Borçlanarak Kaynak Yaratma

Abone Ol

Devlet bünyesinde bulunan bir çok bankamız özelleştirilebilmek amacıyla ciddi yatırımlar yapmış, yeni düzenlemeler ve projeler geliştirmesine rağmen özelleşme ortamı bulamamıştır.
Bunun birinci sebebi yaklaşık bir buçuk yıldır, Dünya’nın ekonomik kriz içerisinde olmasıdır. İkinci sebep ise, özellikle batılı yatırımcıların yatırımlarını yaparken izledikleri bir yol olan aynı ülkenin kaynaklarına “borçlanma” politikasıdır. Yabancı yatırımcıların Türkiye’deki enflasyon artışına bağlı olarak, faiz oranlarındaki artış sebebiyle uygun maliyetlerle borçlanamamaları da yatırım yapılamamasının önemli faktörlerindendir.
Kapitalist düzende sermayenin geçici süreyle yer değiştirmesi, yani şirketlerin “borçlanarak kaynak yaratma” politikaları, kapitalist sistemin önerdiği ve benimsediği temel büyüme ve kurumsallaşma adımıdır. Bu adımın, özellikle kurumsallaşma adına bir çok faydası bulunmaktadır. Bu sayede şirketler, borçlandıkları kurumlara karşı sorumluluklarını yerine getirebilmek ve onları memnun edebilmek için uluslararası genel kabul görmüş standartların tamamını uygulamaya kendilerini zorunlu hissederler. Yine bu sayede kurumsallaşma adımlarını atarken devlet nazarında, vergi açısından sistemin içine çekilerek sosyal sorumluluklarının büyük bir parçasını da yerine getirmiş olurlar. Bu sayede kurumların, daha kısa sürede büyüme sağlayarak ve yatırım yaparak yine daha kısa sürede istihdamı, gelirlerini ve kârlılıklarını arttırmaları mümkün olacaktır.
Bu arada borçlanılan rakamın iyi yönetilebilmesi çok önemlidir.
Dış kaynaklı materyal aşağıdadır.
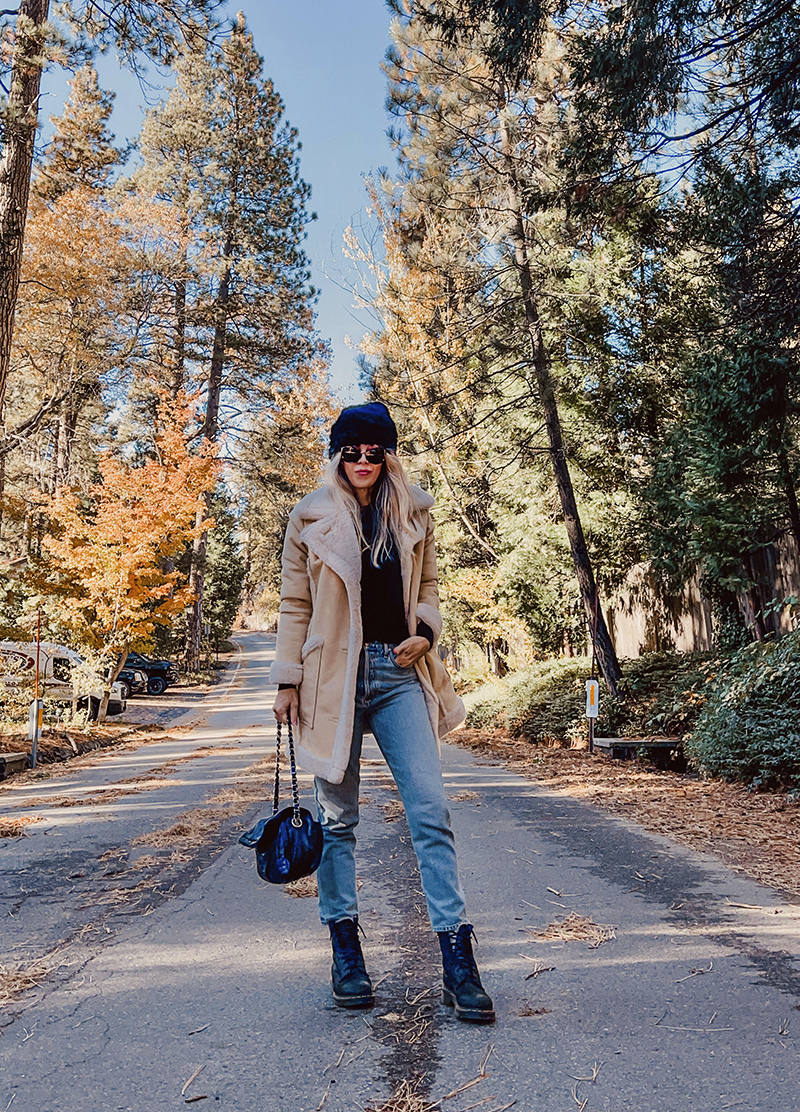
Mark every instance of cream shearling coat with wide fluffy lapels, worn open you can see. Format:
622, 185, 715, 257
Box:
269, 487, 465, 784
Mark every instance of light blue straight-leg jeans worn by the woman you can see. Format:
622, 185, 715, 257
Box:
315, 642, 464, 931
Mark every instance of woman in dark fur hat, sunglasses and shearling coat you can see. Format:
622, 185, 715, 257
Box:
270, 401, 494, 1023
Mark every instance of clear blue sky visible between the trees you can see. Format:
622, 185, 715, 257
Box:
42, 0, 394, 404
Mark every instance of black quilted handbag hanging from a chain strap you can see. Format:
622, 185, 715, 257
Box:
239, 722, 323, 884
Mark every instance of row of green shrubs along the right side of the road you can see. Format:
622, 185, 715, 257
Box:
464, 631, 800, 798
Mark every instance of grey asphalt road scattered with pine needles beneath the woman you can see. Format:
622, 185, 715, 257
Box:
0, 633, 800, 1112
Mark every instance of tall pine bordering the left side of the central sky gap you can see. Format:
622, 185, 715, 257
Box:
132, 17, 322, 664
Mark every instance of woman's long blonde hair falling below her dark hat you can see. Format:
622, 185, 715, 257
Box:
325, 449, 414, 567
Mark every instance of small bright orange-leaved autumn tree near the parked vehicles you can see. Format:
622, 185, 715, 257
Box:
37, 391, 219, 721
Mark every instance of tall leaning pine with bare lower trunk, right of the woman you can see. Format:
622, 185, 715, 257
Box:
371, 2, 621, 694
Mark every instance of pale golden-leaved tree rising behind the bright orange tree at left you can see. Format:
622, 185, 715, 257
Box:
7, 186, 185, 493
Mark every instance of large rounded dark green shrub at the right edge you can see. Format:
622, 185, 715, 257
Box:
684, 629, 800, 788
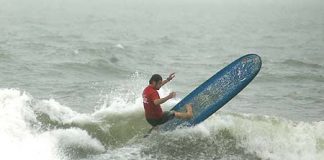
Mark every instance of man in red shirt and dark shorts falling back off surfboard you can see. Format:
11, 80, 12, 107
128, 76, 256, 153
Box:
142, 73, 193, 127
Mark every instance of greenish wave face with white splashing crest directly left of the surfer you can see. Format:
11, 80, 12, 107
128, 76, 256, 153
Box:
33, 82, 178, 148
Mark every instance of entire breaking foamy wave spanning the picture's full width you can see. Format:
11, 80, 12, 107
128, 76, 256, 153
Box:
0, 89, 324, 160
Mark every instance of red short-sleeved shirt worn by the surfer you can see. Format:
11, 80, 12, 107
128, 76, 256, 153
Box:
142, 85, 163, 119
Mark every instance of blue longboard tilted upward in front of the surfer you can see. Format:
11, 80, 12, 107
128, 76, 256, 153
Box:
159, 54, 262, 131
Keza Yeni Türk Ticaret Kanunu’nun çok sert olduğunu söyleyebiliriz. Yapılan ölçümler neticesinde şirketinin iyi yönetilmediğini tespit eden şirket sahipleri, ilgili yönetim kurulu üyelerini hemen istifaya çağırması da bunun en önemli göstergesidır. Söz konusu yönetimler, kurallara uymayan yönetim kurulu üyelerine para ve hapis cezası da vererek, şirketler için kârlılığın ciddiyetini anlatmak istemişlerdir.
-----------------------------------------------------------------------------
Bugünlerde yayın organlarında en çok konuşulan konuların başında 28 Şubat darbesi geliyor.  Darbe harekâtlarının tamamında yukarıda da bahsettiğimiz sermayenin el değiştirmesi asıl ve temel konudur. Söz konusu sermaye değişimi için ise uygulanan yol eğer tek tip bürokrat yaratmak veya tek tip asker yaratmaksa, bu Türkiye gerçeğine de aykırıdır. Bu güzel karışımı yani ebruliyi tek renk yapmak, her dinden, ırktan, mezhepten insanın yüzyıllar boyu uyum ile barış içinde yaşamış bir Türkiye’ye uygun mudur? Bu aynı zamanda, dünyanın gıpta ettiği ve taklit etmeye çalıştığı farklılığımızı yok etmek değil midir?
Bu soruların cevapları düşünüldüğünde, darbelerin bizi biraz daha sınıflara ayırıp, biraz daha renksizleştiği sonucuna varmak ise kaçınılmaz görünüyor.